Syrian President Bashar al-Assad's promises to Russia to implement reforms and end an 11-month crackdown against protesters are a manipulation that France does not believe, Foreign Minister Alain Juppe said on Wednesday.
It is a manipulation and we are not going to fall for it, Juppe told France Info radio when asked if he believed Assad was being sincere. It's not the first time someone has gone to meet Bashar and been given guarantees.
Russia's Foreign Minister Sergei Lavrov met Assad in Damascus on Tuesday, where he said both nations wanted to revive an Arab League monitoring effort that was suspended due to violence and push ahead with a reform programme.
Paris, which helped draft a U.N. resolution with Arab League backing that was vetoed by Russia and China, is working on creating an international group to bring together all those opposed to the violence, which it says has cost more than 6,000 lives since street protests began.

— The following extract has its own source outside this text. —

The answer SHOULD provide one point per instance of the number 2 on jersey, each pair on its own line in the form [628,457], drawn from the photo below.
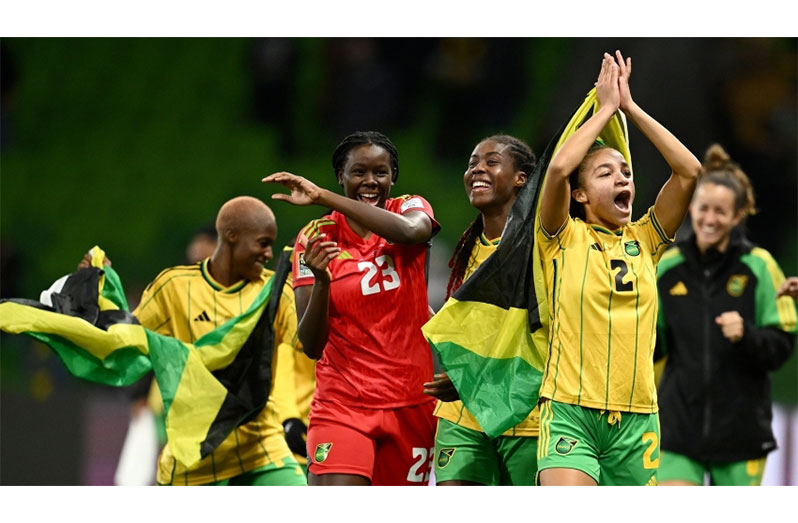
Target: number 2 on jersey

I recall my Turkish colleague telling me that he had spent six hours with Bashar to convince him and then the next day there were 100 dead, Juppe said. I absolutely don't believe the commitments of the Syrian regime, which is discredited.
Syrian forces thrust into the rebellious city of Homs on Wednesday, killing dozens of civilians according to opposition activists.
French President Nicolas Sarkozy said on Saturday that Paris was consulting various countries to create a Syrian contact group to support the opposition and find a solution to the crisis, using the Arab League plan as its basis.
Juppe said Paris wanted to bring together the 13 members of the Security Council that approved the U.N. resolution, as well as the European Union and Arab states. It was unclear if the French plan was the same as a Turkish proposal to host an international conference to discuss the crisis.
We want to do this to put as much pressure on Russia, to show it that it is in an impasse and completely isolated, and on Assad, to back the transition plan proposed by the Arab League, Juppe said.
A French diplomatic source said the various plans were likely to converge in the next 48 hours.
Sarkozy is due to speak to Russian President Dmitry Medvedev later on Wednesday, said government spokeswoman Valerie Pecresse.